Tenth of December

The kind of writing that makes your heart hurt, it’s so good. These are short stories that your breath catches on, forcing you to close the book after each one is consumed, to digest it properly, to let the karate kick to your head subside enough to allow full appreciation of the next installment. The Semplica Girl Diaries was the story that hurt the most, taunting me with the same idiocy I put into my own journals (replacing “is” with “=”, inane to-do lists, detailed litany of boring day), exposing weaknesses as something to face up to. All the stories contain just the right mix of poignancy, mundane, and heroic with tinge of loser.
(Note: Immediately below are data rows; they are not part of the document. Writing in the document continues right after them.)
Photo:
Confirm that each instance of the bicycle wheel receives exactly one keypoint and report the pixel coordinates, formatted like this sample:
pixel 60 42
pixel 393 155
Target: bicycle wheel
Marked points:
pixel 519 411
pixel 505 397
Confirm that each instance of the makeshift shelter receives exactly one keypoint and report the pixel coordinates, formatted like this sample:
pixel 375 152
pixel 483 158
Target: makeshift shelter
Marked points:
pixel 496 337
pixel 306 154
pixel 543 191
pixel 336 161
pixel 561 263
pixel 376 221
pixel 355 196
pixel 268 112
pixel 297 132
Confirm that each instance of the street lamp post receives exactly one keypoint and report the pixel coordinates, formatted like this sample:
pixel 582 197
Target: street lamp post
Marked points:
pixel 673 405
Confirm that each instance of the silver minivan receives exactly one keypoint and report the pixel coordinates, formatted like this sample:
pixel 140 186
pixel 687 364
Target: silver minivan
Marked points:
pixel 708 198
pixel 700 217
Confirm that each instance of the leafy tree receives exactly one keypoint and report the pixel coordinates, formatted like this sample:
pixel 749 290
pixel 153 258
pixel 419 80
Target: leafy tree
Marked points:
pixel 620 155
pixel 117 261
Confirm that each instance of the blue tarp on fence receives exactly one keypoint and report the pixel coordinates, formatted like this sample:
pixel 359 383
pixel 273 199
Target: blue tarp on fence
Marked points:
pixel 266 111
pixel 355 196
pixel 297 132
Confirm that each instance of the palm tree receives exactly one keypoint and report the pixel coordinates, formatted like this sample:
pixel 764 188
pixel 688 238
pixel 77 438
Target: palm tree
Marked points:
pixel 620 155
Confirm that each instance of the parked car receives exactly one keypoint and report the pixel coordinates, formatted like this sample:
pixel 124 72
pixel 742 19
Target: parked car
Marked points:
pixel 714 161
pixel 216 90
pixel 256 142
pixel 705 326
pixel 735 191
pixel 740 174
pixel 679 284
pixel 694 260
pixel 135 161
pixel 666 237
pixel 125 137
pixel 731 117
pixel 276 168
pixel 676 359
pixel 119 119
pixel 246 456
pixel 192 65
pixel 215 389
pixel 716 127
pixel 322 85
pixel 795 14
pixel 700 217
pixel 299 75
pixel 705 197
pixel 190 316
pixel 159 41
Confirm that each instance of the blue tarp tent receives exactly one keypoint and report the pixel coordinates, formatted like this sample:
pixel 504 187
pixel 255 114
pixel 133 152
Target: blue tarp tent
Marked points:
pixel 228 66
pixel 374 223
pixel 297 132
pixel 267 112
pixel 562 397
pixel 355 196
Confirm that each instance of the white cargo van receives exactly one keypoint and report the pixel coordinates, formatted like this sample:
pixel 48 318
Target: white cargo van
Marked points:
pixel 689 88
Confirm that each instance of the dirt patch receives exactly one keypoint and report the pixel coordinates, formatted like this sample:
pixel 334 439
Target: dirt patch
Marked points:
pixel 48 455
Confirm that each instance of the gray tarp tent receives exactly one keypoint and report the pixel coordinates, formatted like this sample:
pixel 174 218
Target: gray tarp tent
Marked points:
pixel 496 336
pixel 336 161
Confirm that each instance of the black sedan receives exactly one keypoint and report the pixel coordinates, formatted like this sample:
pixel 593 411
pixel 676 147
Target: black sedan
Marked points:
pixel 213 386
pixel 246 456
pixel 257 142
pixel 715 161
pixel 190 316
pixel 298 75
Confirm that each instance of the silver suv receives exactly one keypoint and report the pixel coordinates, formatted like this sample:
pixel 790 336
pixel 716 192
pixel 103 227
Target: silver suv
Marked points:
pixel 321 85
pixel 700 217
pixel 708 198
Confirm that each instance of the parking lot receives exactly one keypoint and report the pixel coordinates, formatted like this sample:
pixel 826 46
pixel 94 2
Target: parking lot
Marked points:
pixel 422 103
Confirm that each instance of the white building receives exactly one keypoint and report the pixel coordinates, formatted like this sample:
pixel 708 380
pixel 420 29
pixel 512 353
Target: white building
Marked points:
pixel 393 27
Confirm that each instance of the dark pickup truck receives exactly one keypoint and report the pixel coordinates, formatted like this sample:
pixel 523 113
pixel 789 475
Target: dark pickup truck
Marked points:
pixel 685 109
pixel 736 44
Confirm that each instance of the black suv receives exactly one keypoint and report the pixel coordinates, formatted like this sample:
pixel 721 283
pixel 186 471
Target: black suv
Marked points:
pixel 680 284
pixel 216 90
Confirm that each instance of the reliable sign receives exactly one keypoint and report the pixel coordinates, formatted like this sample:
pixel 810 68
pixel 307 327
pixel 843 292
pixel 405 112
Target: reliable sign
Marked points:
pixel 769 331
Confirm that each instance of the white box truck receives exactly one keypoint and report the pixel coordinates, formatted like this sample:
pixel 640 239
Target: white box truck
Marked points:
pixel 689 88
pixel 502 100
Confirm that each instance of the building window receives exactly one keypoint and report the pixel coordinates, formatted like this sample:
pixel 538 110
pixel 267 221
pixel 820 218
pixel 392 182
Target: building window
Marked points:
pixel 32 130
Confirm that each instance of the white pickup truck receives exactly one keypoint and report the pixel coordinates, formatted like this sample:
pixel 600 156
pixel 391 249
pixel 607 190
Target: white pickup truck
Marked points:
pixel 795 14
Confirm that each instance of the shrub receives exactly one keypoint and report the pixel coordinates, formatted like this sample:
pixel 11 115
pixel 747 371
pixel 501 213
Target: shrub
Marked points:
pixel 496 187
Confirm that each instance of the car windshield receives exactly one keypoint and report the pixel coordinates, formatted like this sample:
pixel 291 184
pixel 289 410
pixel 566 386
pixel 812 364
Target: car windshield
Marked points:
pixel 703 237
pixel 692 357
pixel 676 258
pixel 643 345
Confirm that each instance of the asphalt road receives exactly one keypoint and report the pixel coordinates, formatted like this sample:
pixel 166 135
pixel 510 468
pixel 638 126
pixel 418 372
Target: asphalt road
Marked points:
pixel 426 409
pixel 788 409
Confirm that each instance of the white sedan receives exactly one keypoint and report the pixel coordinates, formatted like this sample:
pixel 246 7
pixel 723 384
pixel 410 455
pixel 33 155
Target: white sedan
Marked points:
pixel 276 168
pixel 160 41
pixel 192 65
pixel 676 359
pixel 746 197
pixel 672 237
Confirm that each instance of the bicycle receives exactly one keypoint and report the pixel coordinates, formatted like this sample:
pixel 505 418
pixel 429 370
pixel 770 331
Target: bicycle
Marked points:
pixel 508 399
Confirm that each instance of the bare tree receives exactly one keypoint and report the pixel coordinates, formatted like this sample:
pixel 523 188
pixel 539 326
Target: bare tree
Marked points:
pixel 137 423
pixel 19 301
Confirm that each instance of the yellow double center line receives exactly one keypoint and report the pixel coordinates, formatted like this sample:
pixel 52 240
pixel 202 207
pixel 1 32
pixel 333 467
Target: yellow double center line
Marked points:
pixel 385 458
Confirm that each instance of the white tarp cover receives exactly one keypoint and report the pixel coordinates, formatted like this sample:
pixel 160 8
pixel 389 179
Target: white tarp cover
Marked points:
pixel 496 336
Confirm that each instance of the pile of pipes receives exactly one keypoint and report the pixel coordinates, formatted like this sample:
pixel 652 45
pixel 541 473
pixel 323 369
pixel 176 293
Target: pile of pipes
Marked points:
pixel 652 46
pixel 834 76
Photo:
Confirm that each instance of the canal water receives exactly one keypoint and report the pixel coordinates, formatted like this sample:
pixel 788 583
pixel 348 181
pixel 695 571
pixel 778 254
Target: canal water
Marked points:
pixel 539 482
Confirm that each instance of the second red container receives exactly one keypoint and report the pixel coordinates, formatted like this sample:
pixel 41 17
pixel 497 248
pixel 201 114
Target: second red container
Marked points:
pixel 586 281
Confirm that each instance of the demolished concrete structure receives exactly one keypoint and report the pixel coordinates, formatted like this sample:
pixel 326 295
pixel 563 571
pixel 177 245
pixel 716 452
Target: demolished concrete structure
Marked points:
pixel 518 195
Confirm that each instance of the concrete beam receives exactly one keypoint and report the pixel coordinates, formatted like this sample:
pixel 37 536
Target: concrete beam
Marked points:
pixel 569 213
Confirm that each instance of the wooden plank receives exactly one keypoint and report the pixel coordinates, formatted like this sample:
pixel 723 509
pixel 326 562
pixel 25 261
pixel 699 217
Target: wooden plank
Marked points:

* Victory Lap – popular teen abducted by creepy guy who dons a neon vest, conferring “officialness” to him, which gets him in the door. Next door neighbor sees the scuffle, runs over and clobbers creep with a huge crystal (his dad gave detailed instructions for placing crystal in the backyard, to earn “points” which can be redeemed for a few minutes of TV time or a handful of healthy snack).
* Sticks – 2 paragraph story that conveys the emotional sting of family; dad builds a pole structure that gets decorated for Christmas, 4th of July, Halloween. “The pole was Dad’s one concession to glee. We were allowed a single Crayola from the box at a time. He hovered over us as we poured ketchup, saying, Good enough good enough good enough.” Decorates pole to commemorate wife after her death. Eventually, he’s gone, the new owners leave the pole by the road on garbage day.
* Puppy – two families collide, the perfect family meeting imperfect over a puppy transaction. Imperfect mom has chained her son to the tree so he won’t hurt himself, perfect mom is aghast and calls child protective services.
* Escape from Spiderhead – prisoners in an experimental drug trial, testing Verbaluce, Vivistif, Darkenfloxx, in an effort to create a drug that allows people who cannot love to love, and those who love too much to love the perfect amount without getting hurt. Jeff chooses to Darkenfloxx his way to death to avoid hurting anyone else.
* Exhortation – a hilarious, long-winded, personal memo to the team about performance stats. Reminds me that Saunders worked for a long time doing technical writing, so was probably exposed to a fair bit of these types of communiques.
* Al Roosten – petulant older businessman whose store is failing, who indulges in fantasies about friendship with the more popular Larry. Begins with a prance down the runway during a lunchtime auction of Local Celebrities, Al gets no hoots or hollers but Larry gets plenty of applause. Al kicks Larry’s wallet and keys under the risers as he gets dressed, feels bad about it but does nothing. “The man gave Roosten a weak smile, and Roosten gave the man a weak smile back.”
* Semplica Girl Diaries – a financially struggling family splurges on new landscaping (with the fad of stringing up girls in white tunics from impoverished countries), daughter Eva sets the girls free but becomes despondent when the landscaping company insists that they pay ~$8k for the missing girls. Intimate portrait of daily challenges of raising a family.
* Home – a veteran returns home to find his mom getting evicted, neither welcome at sister’s fancy house, no one allowing him to see his ex-wife and children.
* My Chivalric Fiasco – after witnessing a coworker assaulted by the boss, both the coworker and he are bribed by the boss with money and promotions. Unfortunately, the promotion is a medicated role, drugged to help improv lines. Under the drugs, the narrator can’t contain his disgust at the act he witnessed, and outs the boss and coworker, losing his job.
* Tenth of December – boy questing for adventure and rescue discovers a cancer-riddled man shedding his coat on a freezing day as he plans his suicide, the boy attempts to bring it to him but falls through the ice, the old man rescues the boy, dresses him in his pajamas, sends him walking home. The boy sends his mom back for the man, both ending up warm and rescued.